Processing Big Flat File 4

Extension · Apr 26, 2007

Hi,

I have a flat file which has 90000 records - one per line - and the processing time is quite lengthy. (File size is almost 10 mb)
I decided to remove the "new line" so it would minimize the number of lines and also the size of the file; size is now 3.5 mb.
Even after changing the data structure, it takes almost 5-6 full seconds to loop around the data.

Question: So I change the data structure ? So I convert the data to an hash and then loop trough the hash to do the comparison ? Your input and expertise would be appreciated.

Data Structure:
OLD:

Code:

93993|AD003|IBG0034591
93994|AB010|IBG0105789
93995|DE012|IBG0124585
93996|EF123|IBG1237833

New:

Code:

93993|AD003|IBG0034591?93994|AB010|IBG0105789?93995|DE012|IBG0124585?93996|EF123|IBG1237833

Code to process new data structure:

Code:

sub GetData {

open(FILE,"$File") || die "Could not open $File";
my @Array = <FILE>;
close(FILE);
			
foreach my $Record (@Array) {

	my @DataSets = split(/\?/,$Record);
			
	foreach my $DataSet (@DataSets) {
			
		my ($ID, $REF_NUMBER, $SEC_NUMBER) = split(/\|/,$DataSet);
			
		if ($ID eq $InputID) {
			$Value = $REF_NUMBER;
		}

	}
	
}
	
return $Value

}

Kirsle · Apr 26, 2007

Try convering your data structure into a hash like this:

Code:

$VAR1 = {
   $ID => {
      REF_NUMBER => $REF_NUMBER,
      SEC_NUMBER => $SEC_NUMBER,
   },
   # so-on for each one
};

The code to do this once would be like the code you already have.
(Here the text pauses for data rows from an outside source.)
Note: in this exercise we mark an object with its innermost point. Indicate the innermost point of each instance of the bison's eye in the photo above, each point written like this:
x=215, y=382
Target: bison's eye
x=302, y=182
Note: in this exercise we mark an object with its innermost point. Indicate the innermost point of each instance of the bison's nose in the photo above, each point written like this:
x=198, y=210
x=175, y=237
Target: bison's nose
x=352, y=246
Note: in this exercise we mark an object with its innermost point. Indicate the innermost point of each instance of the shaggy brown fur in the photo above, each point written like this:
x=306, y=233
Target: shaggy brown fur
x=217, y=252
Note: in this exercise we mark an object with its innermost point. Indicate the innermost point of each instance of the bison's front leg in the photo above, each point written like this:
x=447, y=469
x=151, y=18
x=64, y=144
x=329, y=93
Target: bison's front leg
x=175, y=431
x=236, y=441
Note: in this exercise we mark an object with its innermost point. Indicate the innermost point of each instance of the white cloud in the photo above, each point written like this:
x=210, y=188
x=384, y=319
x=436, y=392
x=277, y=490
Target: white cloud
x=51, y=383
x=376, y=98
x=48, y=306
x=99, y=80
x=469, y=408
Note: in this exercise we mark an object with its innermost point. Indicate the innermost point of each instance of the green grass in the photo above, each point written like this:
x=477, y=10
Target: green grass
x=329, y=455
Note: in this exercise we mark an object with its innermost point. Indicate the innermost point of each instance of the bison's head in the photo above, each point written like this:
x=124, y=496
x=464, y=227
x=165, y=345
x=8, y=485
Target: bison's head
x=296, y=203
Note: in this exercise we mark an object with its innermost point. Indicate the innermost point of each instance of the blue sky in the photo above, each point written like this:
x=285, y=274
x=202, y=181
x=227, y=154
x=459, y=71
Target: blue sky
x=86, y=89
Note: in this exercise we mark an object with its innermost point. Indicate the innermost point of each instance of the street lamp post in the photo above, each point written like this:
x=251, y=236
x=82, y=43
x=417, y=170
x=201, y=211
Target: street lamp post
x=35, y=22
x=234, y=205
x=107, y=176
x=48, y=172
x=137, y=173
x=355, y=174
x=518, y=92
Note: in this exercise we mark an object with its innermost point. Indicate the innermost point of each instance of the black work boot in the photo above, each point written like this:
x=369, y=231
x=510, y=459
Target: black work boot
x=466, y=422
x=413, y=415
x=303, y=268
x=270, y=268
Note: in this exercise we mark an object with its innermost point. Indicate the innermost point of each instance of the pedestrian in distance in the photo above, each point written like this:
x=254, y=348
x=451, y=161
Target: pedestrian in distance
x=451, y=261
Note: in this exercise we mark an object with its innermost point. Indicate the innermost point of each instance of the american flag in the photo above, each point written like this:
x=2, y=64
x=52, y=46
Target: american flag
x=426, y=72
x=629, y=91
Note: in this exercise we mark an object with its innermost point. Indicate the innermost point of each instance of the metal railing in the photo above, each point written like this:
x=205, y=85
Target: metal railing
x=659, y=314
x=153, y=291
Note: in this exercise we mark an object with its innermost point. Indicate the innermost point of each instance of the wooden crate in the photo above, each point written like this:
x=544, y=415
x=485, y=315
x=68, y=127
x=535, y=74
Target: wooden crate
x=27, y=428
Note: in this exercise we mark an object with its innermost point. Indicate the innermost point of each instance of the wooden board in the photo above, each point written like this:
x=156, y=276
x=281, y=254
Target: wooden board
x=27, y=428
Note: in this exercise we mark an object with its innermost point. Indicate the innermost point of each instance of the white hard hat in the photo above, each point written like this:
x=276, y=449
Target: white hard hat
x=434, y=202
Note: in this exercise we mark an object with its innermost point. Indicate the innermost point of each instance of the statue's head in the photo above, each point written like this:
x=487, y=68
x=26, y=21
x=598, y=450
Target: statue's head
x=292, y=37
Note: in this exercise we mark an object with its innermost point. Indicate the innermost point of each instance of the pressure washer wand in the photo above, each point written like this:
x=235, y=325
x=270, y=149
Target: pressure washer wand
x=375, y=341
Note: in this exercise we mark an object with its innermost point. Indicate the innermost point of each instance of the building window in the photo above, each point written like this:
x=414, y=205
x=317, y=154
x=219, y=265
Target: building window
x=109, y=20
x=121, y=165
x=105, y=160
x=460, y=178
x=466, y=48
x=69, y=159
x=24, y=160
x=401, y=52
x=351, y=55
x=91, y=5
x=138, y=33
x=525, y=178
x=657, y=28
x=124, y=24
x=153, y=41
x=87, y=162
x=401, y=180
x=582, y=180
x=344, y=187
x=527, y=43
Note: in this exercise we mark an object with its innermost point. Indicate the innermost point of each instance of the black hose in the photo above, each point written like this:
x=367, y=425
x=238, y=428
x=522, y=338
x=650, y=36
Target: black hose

Just have it create a new hash key for each $ID and put the $REF_NUMBER and $SEC_NUMBER under that hash.

Use Data:

umper to dump the hash into a file. When you need it later, just `do` the file, and then a simple exists $hash->{$ID} is all that's needed later.

Code:

# Run this code once to build the hash ref.
# It will take a few seconds here, but
# it's more efficient in the long run.
sub GetData {

open(FILE,"$File") || die "Could not open $File";
my @Array = <FILE>;
close(FILE);

[COLOR=blue]my $hash = {};[/color]
            
foreach my $Record (@Array) {

    my @DataSets = split(/\?/,$Record);
            
    foreach my $DataSet (@DataSets) {
            
        my ($ID, $REF_NUMBER, $SEC_NUMBER) = split(/\|/,$DataSet);[COLOR=blue]

        $hash->{$ID} = {
            REF_NUMBER = $REF_NUMBER,
            SEC_NUMBER = $SEC_NUMBER,
        };[/color]

    }
    
}
    
[COLOR=blue]use Data::Dumper;
open (OUT, ">structure.pl");
print OUT Dumper($hash);
close (OUT);[/color]
return $Value

}

# In your main program, to load the data structure:
my $hash = do "structure.pl";

if (exists $hash->{$InputID}) {
   print "$hash->{$InputID}->{REF_NUMBER}\n";
}

So, you'd run the hash generating script once (and run it again when the data in the flat file gets changed), and then in your main program which might run many times, just load that hash back into memory with "do". Then you can do a quick lookup in the hash instead of looping, so your main program isn't held up for a few seconds at a time every single time it wants to find the information.

-------------
Cuvou.com | The NEW Kirsle.net

WinblowsME · Apr 26, 2007

Code:

open(FILE,"$File") || die "Could not open $File";
   my @Array = <FILE>;
close(FILE);

Wouldn't this be better since you don't have to load the huge file into memory?

Code:

open(FILE,"$File") || die "Could not open $File";
   while ( <FILE> )
   {
      # process each line
   }
close(FILE);

spookie · Apr 26, 2007

Kirsle,
I have not understood below part of your code snippet.

Code:

use Data::Dumper;
open (OUT, ">structure.pl");
print OUT Dumper($hash);
close (OUT);
return $Value

Can you please explain this a bit?

--------------------------------------------------------------------------
I never set a goal because u never know whats going to happen tommorow.

Kirsle · Apr 26, 2007

In your loop, you populate the hashref $hash with the data you read in from the file.

Data:

umper's Dumper() method takes a data structure and prints it as normal Perl code. It will print something that looks like this:

Code:

$VAR1 = {
   93993 => {
      'REF_NUMBER' => 'AD003',
      'SEC_NUMBER' => 'IBG0034591',
   },
   93994 => {
      'REF_NUMBER' => 'AD010',
      'SEC_NUMBER' => 'IBG0105789',
   },
};

So, that bit of the code uses Data:

umper, opens the file "structure.pl" for writing, prints Dumper($hash) to it (which writes out something like what I posted above), closes the file... and that "return" line probably could be deleted since it's not returning anything at this point, but just converting your flat file into a Perl structure.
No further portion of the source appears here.